Britt feels left out of this week’s events, and uses her one on one moments with Chris to tell him that she was confused as to why Kaitlyn keeps getting roses. “I heard about girls taking their clothes off and their tops off, and that maybe that’s why she got the rose, and it’s like … rose, rose, rose, with her , and some of the girls were just wondering why … and like, what the intention there was and ….” Nothing she said made any freakin’ sense to me, as none of it was a complete sentence of any kind, but whatever she was getting at seemed to really piss Chris off , as much as he is capable of having human emotion. He manages to mumble something about “that’s not why she got the rose .. Kaitlyn is … well you know …she is … she has qualities that I ….. and it’s just … ” He thanks Britt for her honesty on this issue, and then gets up quickly and tells the women that he is here to meet his wife. “If anyone feels like they need to question my intentions on that, you’re more than welcome to go home.” He and the Pointless Host-Chris exit together, leaving the women in an even bigger state of confusion than normal.


Juelia is one of the women sent home this week, and he walks her out and they cry together about what a beautiful person she is and how much she has been through.

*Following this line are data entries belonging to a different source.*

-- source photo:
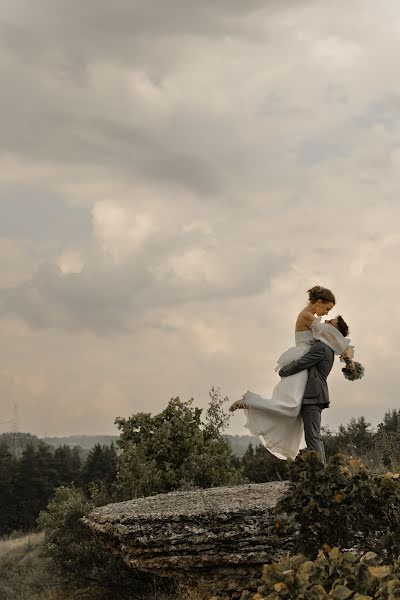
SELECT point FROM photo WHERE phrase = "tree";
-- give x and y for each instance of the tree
(175, 450)
(8, 476)
(78, 559)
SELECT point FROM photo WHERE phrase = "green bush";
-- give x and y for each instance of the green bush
(342, 504)
(175, 450)
(78, 559)
(332, 575)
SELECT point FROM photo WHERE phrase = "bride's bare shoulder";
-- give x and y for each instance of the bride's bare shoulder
(304, 320)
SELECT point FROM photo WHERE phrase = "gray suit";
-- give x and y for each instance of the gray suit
(319, 361)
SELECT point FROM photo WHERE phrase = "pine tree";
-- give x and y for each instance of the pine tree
(8, 476)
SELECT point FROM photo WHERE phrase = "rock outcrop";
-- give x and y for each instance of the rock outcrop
(212, 540)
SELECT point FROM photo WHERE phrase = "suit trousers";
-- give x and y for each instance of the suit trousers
(311, 414)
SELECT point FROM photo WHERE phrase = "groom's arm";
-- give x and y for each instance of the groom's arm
(313, 356)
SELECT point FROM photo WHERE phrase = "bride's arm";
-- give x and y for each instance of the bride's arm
(334, 339)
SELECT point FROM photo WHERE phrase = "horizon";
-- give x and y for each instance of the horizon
(174, 178)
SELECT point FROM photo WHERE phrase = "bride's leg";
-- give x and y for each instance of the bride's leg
(238, 404)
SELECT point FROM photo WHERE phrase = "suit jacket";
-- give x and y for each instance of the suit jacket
(319, 361)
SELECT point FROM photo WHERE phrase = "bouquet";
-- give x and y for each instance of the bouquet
(353, 374)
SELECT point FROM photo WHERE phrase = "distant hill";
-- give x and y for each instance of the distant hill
(239, 443)
(86, 442)
(18, 442)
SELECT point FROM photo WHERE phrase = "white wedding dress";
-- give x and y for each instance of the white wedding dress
(277, 420)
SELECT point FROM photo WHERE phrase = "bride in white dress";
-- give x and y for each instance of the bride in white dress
(277, 420)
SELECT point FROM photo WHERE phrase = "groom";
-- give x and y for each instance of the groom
(319, 361)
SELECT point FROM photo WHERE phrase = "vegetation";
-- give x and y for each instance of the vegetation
(175, 450)
(351, 502)
(341, 504)
(334, 575)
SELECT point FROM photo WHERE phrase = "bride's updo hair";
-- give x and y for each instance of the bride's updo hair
(319, 293)
(342, 326)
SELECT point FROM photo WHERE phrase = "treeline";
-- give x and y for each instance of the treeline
(166, 452)
(181, 448)
(28, 482)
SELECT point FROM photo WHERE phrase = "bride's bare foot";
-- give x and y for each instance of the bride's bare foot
(238, 404)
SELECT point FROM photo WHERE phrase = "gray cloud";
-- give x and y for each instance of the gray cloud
(174, 177)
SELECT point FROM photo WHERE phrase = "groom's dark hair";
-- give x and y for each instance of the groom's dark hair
(342, 326)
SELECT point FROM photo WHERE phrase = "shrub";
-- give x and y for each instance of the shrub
(175, 450)
(78, 559)
(332, 575)
(342, 504)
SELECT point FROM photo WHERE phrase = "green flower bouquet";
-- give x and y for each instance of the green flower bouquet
(354, 374)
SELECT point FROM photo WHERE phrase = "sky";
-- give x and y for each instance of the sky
(173, 177)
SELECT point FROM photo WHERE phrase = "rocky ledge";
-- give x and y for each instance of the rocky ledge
(210, 539)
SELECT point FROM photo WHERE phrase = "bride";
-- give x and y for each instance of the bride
(277, 421)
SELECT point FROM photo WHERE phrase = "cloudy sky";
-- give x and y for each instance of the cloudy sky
(174, 177)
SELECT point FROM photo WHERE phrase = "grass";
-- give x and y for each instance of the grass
(26, 575)
(23, 573)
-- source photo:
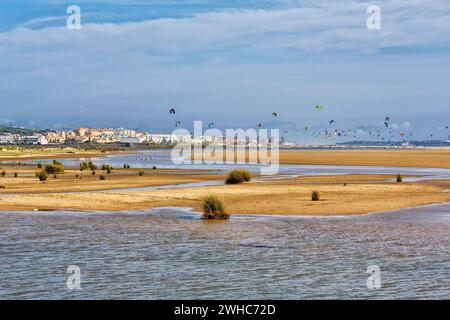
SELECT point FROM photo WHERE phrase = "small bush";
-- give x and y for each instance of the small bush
(54, 168)
(213, 208)
(91, 165)
(315, 196)
(238, 176)
(42, 175)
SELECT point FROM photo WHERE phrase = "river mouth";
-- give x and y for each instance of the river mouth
(165, 254)
(170, 253)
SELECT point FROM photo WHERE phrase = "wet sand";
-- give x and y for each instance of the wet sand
(340, 195)
(22, 154)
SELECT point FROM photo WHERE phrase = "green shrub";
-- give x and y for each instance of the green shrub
(42, 175)
(91, 165)
(238, 176)
(213, 208)
(315, 196)
(54, 168)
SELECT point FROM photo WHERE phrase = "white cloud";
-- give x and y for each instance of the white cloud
(321, 27)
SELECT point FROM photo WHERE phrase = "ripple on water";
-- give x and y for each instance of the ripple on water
(171, 253)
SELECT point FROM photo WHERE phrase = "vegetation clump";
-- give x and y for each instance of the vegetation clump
(213, 208)
(42, 175)
(55, 168)
(238, 176)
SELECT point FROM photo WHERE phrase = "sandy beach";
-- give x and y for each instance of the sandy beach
(340, 195)
(420, 157)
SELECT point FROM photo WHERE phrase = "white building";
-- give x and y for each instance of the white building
(33, 140)
(7, 139)
(132, 140)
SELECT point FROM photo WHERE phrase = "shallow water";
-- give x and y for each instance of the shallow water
(172, 254)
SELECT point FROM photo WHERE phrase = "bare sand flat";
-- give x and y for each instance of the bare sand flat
(421, 157)
(340, 195)
(21, 154)
(76, 181)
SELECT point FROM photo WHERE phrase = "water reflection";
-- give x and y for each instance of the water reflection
(171, 253)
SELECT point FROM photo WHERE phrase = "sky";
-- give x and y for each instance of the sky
(233, 63)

She really does seem very genuine, and I guess at LEAST he didn’t kick her to the curb the same night / week she told him about her husband’s suicide by death, leaving her with an infant daughter. She is clearly well-liked by the other girls in the house, and her goodbye is tearful by many. Crazy-Onion-Girl Ashley is also sent home, because she has served her purpose of playing this season’s nutbag, and now she may go back to her planet. She gives him one last creepy stare and hugs him. She then tells the camera ‘I feel nothing. I have no feelings. ” She then makes an unidentifiable owl-type noise, over and over , and slowly walks out of frame.